ABOUT
Aharon Harlap is one of Israel’s most prominent and well known composers and conductors. He was born in Canada, where he began his musical career as a pianist. He completed his studies in Music and Mathematics at the University of Manitoba in 1963, and in 1964 immigrated to Israel. He studied composition under P. Racine Fricker at London’s Royal College of Music and Oedoen Partos at the Tel Aviv Academy of Music. He also studied conducting with Sir Adrian Boult in London, Hans Swarowsky in Vienna and Gary Bertini in Israel.
Harlap is widely known as an orchestral, operatic and choral conductor and has appeared as guest conductor with orchestras and opera houses in Canada, the USA, Europe and South Africa. His own compositions have also been performed in all of these countries, including works for choir, chamber ensembles and symphony orchestras. In Israel, he has appeared as guest conductor with most of the major orchestras, including the Israel Philharmonic, the Haifa Symphony Orchestra, the Israel Sinfonette Beer Sheva, the Kibbutzim Chamber Orchestra, the Israel Chamber Orchestra and the Jerusalem Symphony Orchestra.

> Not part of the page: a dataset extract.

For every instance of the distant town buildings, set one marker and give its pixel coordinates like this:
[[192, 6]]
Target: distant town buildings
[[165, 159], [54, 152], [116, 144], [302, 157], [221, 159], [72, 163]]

In 1979 Harlap was awarded a prize for his oratorio The Fire and the Mountains in an international competition on the subject of the “Holocaust and Rebirth ” (text: Israel Eliraz). In 1983 he was the recipient of the ACUM prize for “Three songs for mezzo-soprano and symphony orchestra” set to poems by Leah Goldberg and Yehuda Amichai. In 1993 he won the Mark Lavry Prize for Composition, awarded by the Haifa Municipality, for his choral-orchestral work: “For dust you art, and to dust you shall return” (Genesis III).